How about an Acqua di Gio type FO? Nature's Garden describes that scent as "A sexy, fresh, aquatic aroma with bergamot, neroli, and tangerine; flowing into mid notes of rosemary, jasmine, and persimmon; all sitting on a woodsy base note of essential oil of patchouli". Maybe you can create a similar scent with EOs. 


Sent from my iPhone using Soap Making


----------



## eyeroll (Oct 17, 2013)

Deep blue makes me think of really dark, rich fragrances. Perhaps something with patchouli or even sandalwood if you have the budget? That's a totally different direction than water, I know...


Sent from my iPhone using Soap Making


----------



## soap_rat (Oct 18, 2013)

Thanks for the ideas, everyone.  It gives me a lot to play around with.

I'm not sure what delphiniums smell like, though; I've grown them, and they didn't have much or any scent that I recall.  I love their color, though!  I typically stay away from FOs, I seem to work well with EOs but I know floral FOs are supposed to be difficult.  (Also the couple of times I used an FO the scent changed completely and I was very disappointed.  [I used BB FOs for CP])


----------



## Forsenuf (Oct 23, 2013)

I'm sure I saw a thread like this a while back, and somebody suggested an anise & lavender scented bar.


----------



## Saswede (Oct 24, 2013)

So glad I came across this thread - my indigo arrived today, so I've been wracking my brains for some inspiration!  And here it is!  (My options may be limited by what I have on hand, but I might need to swing by the local health food store tomorrow ...... and see whether there are any EOs of interest there!)

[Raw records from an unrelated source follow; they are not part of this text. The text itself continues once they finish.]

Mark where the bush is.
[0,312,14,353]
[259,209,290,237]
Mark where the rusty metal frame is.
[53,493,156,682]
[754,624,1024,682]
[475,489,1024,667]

Sent from my iPad using Soap Making


----------



## lsg (Oct 24, 2013)

Wholesale Supplies Plus list colors to go with their fragrance.  Why not check out the charts & references under Fragrance & Essential Oil Learning Library?

http://www.wholesalesuppliesplus.com/Learning-Library/Fragrance-Essential-Oils.aspx


----------



## soap_rat (Oct 25, 2013)

Saswede, where'd you get your indigo from?  I was using indigo from soap making resource but I got frustrated and bought from Dharma.


----------



## Saswede (Oct 25, 2013)

I found some through a natural cosmetic supplier on Amazon .....  I've read mixed reports about using natural indigo, but thought it was worth trying for myself.  (I'm based in Europe, but assume that there would be similar suppliers in the US.)


Sent from my iPad using Soap Making


----------